Well-known San Francisco and Urban driving instructor accused of sexual misconduct

DISCLOSURE: When I was a sophomore in high school, Nelson Graves was my driving instructor for three two hour lessons.

On January 18, 2018, The San Francisco Chronicle broke a story about sexual misconduct allegations against a Bay Area driving instructor, Nelson Graves. Graves was the driving instructor for 3000 people including dozens of past and present Urban students.

Graves began teaching in 1994 and owns his own school, Native Nellie’s Driving School. Graves works alone but is sometimes accompanied by his assistant. According to the Chronicle, Graves said in the future he will only drive female students if his fiancée is in the car.

According to Graves’s website, his credentials include devoting “personal attention to each student to ensure they feel confident in the driver’s seat.”

However, several women have recently come out to say that Grave’s “personal attention” entailed groping and harassing. Jill Tucker of the San Francisco Chronicle pursued the story after the Chronicle received an anonymous tip, which led her to ten women, five of which were willing to share their stories publicly. Although no lawsuit has been filed, the Chronicle reported on the story.

“There was enough public interest in the case and the sense that this person was still giving driving instructions,” said Tucker in an interview with the Urban Legend.  

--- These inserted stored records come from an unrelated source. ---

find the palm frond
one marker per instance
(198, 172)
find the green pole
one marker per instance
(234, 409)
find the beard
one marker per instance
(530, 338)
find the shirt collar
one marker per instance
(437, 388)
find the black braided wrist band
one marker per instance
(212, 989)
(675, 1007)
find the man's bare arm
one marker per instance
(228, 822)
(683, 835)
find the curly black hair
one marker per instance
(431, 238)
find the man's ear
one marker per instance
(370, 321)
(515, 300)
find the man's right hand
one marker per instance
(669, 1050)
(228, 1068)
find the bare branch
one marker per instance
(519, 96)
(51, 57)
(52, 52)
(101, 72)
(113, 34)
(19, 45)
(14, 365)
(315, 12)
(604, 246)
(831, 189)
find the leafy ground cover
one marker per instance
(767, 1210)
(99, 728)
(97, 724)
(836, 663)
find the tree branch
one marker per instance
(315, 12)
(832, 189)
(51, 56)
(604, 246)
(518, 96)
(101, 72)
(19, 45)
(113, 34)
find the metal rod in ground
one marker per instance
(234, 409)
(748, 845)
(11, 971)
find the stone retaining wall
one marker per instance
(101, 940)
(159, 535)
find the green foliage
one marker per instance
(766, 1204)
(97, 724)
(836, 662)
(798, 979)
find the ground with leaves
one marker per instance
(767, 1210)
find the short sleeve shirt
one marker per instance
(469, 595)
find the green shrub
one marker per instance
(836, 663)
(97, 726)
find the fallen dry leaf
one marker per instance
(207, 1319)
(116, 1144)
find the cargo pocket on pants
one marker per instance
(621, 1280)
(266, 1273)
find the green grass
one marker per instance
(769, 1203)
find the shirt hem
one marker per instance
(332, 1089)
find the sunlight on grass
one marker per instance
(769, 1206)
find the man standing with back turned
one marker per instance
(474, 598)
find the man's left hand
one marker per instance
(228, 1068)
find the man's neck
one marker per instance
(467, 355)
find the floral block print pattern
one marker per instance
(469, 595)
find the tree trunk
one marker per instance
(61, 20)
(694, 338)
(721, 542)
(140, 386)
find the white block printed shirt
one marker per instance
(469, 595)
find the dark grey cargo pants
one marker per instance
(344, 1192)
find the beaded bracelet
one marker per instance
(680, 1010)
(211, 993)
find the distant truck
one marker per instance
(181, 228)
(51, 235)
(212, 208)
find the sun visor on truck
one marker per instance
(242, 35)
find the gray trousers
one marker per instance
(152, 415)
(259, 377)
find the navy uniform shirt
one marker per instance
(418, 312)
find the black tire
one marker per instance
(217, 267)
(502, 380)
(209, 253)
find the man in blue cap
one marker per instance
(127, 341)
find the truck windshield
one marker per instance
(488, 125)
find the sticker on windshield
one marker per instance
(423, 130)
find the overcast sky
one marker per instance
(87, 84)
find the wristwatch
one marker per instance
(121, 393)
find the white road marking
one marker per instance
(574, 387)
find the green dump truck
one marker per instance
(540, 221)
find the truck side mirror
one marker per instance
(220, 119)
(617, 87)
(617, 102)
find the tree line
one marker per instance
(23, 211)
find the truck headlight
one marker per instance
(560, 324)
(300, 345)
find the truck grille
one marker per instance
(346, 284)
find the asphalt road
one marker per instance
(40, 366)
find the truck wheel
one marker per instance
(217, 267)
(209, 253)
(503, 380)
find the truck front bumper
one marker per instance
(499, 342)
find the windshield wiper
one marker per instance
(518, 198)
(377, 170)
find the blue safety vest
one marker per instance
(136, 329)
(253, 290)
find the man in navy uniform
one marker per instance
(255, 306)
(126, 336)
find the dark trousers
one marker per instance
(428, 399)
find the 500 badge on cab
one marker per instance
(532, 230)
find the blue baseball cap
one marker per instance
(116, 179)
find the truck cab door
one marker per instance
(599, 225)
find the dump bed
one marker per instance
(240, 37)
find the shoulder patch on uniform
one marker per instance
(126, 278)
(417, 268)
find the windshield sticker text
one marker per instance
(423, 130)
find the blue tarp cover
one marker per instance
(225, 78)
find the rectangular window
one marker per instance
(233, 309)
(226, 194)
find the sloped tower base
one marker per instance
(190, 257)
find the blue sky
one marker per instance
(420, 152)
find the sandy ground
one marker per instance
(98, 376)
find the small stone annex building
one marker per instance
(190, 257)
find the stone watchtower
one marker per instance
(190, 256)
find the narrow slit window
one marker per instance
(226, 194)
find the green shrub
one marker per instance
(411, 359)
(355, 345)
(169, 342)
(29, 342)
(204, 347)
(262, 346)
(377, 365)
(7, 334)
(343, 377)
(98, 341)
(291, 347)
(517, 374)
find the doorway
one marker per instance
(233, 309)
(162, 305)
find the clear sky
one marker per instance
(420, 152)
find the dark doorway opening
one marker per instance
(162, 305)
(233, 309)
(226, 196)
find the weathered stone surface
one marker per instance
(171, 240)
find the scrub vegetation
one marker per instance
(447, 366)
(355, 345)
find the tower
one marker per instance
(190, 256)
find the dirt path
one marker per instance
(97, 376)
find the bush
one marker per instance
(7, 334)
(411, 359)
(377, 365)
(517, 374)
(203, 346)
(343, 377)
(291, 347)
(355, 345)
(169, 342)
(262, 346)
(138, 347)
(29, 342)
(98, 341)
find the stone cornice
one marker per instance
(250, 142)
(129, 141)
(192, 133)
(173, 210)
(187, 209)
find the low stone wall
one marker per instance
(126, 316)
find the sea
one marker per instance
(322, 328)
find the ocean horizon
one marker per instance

Several of the women who made allegations against Graves wrote and sent a note to four San Francisco private schools: University High School, Lick-Wilmerding High School, Convent of the Sacred Heart and The Urban School. They informed the administration of Grave’s action and asked that the schools do not recommend him to students.

Talia Missirlian, Urban (‘12) was one of the women who helped create and send the email to these private high schools. Missirlian was fifteen years old when her family hired Graves for driving lessons, and she told the Chronicle that Graves “rubbed her thigh” and “spanked her bottom as she walked to her front door.”

After the #MeToo movement sparked posts on Facebooks about inappropriate or unwanted sexual misconduct, Missirlian saw a post from a Hamlin classmate who shared a story about an inappropriate encounter with a driving instructor.

“We then saw the need to create a private group and after 3 days, around 30 girls had joined all saying that they were in some way harassed by Nelson,” said Missirlian in an interview with the Urban Legend.

They then created a support group to discuss their individual experiences and ultimately devised a plan to prevent the continuation of Graves’s behavior.

Although Urban did not recommend Graves to her, according to Missirlian, several other women in the group took classes with Graves upon suggestion from their various private high schools.

“Knowing that high school administrations were unknowingly supporting a predator, we knew the schools had to be notified immediately. We all came together, put our name, school, and graduating year, or remained anonymous, and sent out a note to all schools represented in our group,” said Missirlian.

According to Charlotte Worsley, Head of Student Life, Urban does not refer driving instructors, babysitters, or other outside services to Urban students.

“In any situation where a student is going to be one-on-one with an adult… I don’t refer because it’s the parents responsibility to do the background check to make sure the person is going to be safe and I don’t believe that the school should ever refer anybody for something where an adult is going to be alone with a student.”

Head of School Mark Salkind received an email just before Thanksgiving from one of the women, which, according to Salkind, asked for the school to look into this and if they were recommending to stop recommending.

Since Urban does not recommend anyone, the school did not respond, according to Salkind. In addition, since no alum or current student came forward with allegations, there were no police or Child Protective Services reports to make.

If a student or alum had come forward with allegations, Salkind said the school would have immediately filed a report.

When asked if the school would have sent a note to the community, even though no current students came forward to prevent students from using Graves in the future, Salkind said, “as a general practice we don’t do that. You hear lots of things and those are allegations. It’s tricky.” He continued that since the Chronicle article, he did not believe that Graves would be teaching.

Although Graves has not given lessons since the fall, Graves told the Chronicle that he plans to continue giving lessons in March.